Fab Plant Sticker Shock

In 1966, the cost for building a semiconductor fabrication plant—also called the 'tab for a fab' topped $14 million dollars. By 1995, an up-to-date plant could cost almost $1 billion. Each generation of plants requires more exotic and precise equipment to develop and turn out large numbers of the next generation of microprocessors.

Under Moore's Second Law, the general rule is that the cost of creating new, up to date manufacturing facilities doubles every generation. In the late 1980s, billion-dollar plants seemed almost inconceivable. However, at this point in time Intel alone has two plants under construction that will cost more than $2.5 billion apiece.

Fabrication development people try to reutilize as much of the previous generation's equipment as possible. However, even with the increasing number of joint ventures—much like our own with Intel—the building of a new plant remains one of the largest outlays of capital of any business field. Under Moore's second law, by 2005 the cost for a fab plant could be up as high as $10 billion.

As can be seen in Figure 6-1, the price of constructing a plant to build the processors (also known as a 'fab' plant) has soared far beyond the cost curve of any industry when it is building a new piece of equipment.

Figure 6-1. The Astronomical Rise in the Cost to Construct a Fab Plant


Therefore, the decision to build a plant that upholds Moore's first law of increasing processor power is one that is linked at the hip to the Second Law. If the return on investment is not there to justify spending on the scale that the Second Law demands, the first one will not be upheld. Place yourself in the position of a manufacturer like Intel—if you're going to spend $4 billion on a factory and you make 100 million chips, you know how to price accordingly to get the return by selling on the mass market. But what if you can only make 10 million chips? This may not be Intel's dilemma, but it is the problem facing every other manufacturer of their own proprietary chips.

Therefore, results of Moore's First Law are only directly dependent on the number of transistors on a microchip.
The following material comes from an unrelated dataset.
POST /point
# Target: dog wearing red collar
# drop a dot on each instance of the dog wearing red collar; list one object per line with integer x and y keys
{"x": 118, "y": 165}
When looked at with a slightly wider lens, it's apparent that what the results are linked to are the ability to make more sophisticated manufacturing plants economically feasible in the 18-24 month time span. The true dependency hangs on whether or not a manufacturer like IBM, Hewlett-Packard, or Intel had the financial and technical know-how and stamina to be able to continue building new and improved plants to churn out these faster chips.